Mechanism of peripheral nerve modulation and recent applications
Published in International Journal of Optomechatronics, 2021
Heejae Shin, Minseok Kang, Sanghoon Lee
Neurons are activated by an external stimulus above the threshold or by commands from the brain or the spinal cord. And when activated, voltage-gated Na+ channels located at the membrane are opened. In the case of Na+, since the concentration outside the cell is higher than that inside the cell, the Na+ ions rush into the cell as soon as the channel is opened, reducing the voltage polarity between inside and outside the cell. This process is called depolarization. When the depolarization process is finished, the voltage-gated Na+ channel is closed again and the voltage-gated K+ channel is opened. In the case of K+, since the concentration inside the cell is higher than the concentration outside the cell, K+ ions are released to the outside of the cell as soon as the channel is opened, and the potential within the cell gradually becomes relatively negative (repolarization), and later, a potential value lower than the resting membrane potential is obtained (hyperpolarization). After that, when the membrane potassium permeability returns to the resting state value, the membrane potential returns to the resting membrane potential value (Figure 1(d)). Due to the initial diffusion of Na+, the voltage-gated Na+ channel located next to it is also opened and the above process is repeated. Through this process, the action potential propagates along the entire axon, and at the end of the neuron (axon terminal), the specific type and amount of neurotransmitter are released based on the information of action potential.[16,17]

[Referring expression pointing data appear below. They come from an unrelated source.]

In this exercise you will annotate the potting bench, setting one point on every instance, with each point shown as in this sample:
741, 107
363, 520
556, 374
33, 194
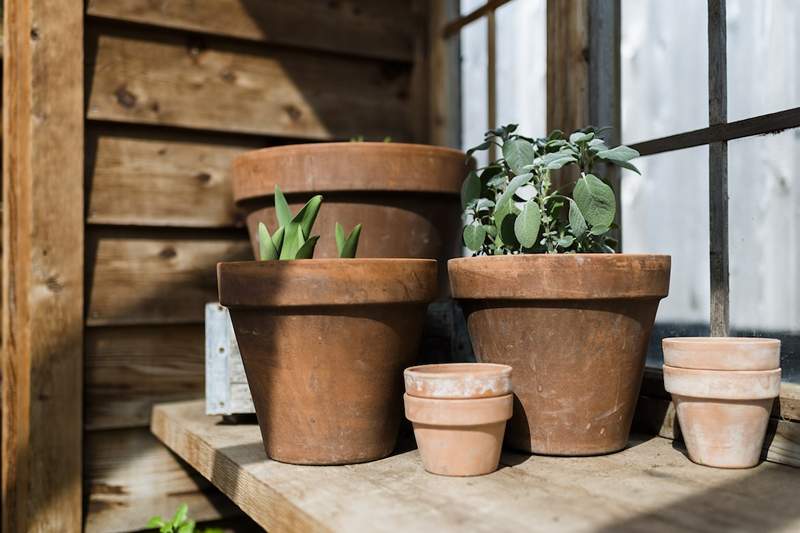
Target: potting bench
650, 486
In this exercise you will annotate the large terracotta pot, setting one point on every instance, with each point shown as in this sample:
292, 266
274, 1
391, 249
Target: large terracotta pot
575, 329
324, 343
405, 195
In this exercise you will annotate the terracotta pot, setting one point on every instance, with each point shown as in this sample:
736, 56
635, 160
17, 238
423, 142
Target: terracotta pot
723, 390
461, 432
405, 195
324, 343
575, 329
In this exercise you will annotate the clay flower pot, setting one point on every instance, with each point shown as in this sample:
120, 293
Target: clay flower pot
324, 343
459, 413
575, 329
723, 389
405, 195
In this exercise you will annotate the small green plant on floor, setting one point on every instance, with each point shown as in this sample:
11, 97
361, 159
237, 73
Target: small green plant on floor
180, 523
293, 239
511, 206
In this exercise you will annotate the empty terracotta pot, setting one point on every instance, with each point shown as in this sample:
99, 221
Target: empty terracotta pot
324, 343
575, 329
723, 389
459, 413
405, 195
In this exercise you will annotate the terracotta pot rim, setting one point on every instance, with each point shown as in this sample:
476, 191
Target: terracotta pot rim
327, 282
561, 276
722, 384
458, 412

Emerging memristive neurons for neuromorphic computing and sensing
Published in Science and Technology of Advanced Materials, 2023
Zhiyuan Li, Wei Tang, Beining Zhang, Rui Yang, Xiangshui Miao
The working process of biological neurons involves complex ion dynamics processes. The neuronal membrane serves as a barrier between the external environment and the neuronal cytoplasm, across which various ion exchange processes take place. These processes are in turn governed by voltage-dependent opening and closing of ion channels (e.g. Na+ and K+ ion channels) [46,47]. As illustrated in Figure 1(b), an action potential can normally be roughly divided into four segments: resting potential, depolarization, repolarization, and hyperpolarization. Initially, the neuron is in a resting potential (usually ~−70 mV), the membrane potential maintains a constant charge gradient (Na+/K+ pump). When incoming spikes induce the membrane potential to reach the threshold of the neuron (usually ~−55 mV), Na+ ion channels are activated, and the rapid influx of Na+ ions results in depolarization of the membrane potential. Then, the voltage-gated K+ ions channels determine physiological processes of repolarization and hyperpolarization. Ion pumps allow K+ ions to flow out of the cell membrane, the membrane potential decreases rapidly, until it reaches a new resting state when the outward of K+ ions balance the inward of Na+ ions. This spike generation process is an all-or-none event, a spike generates when its membrane potential exceeds the threshold; Otherwise, the membrane potential boosting lasts for a short time without leading to spike generation. Note that after the neuron emitting an action potential, it remains nonresponsive to subsequent stimuli for a certain period of time, called as the refractory period.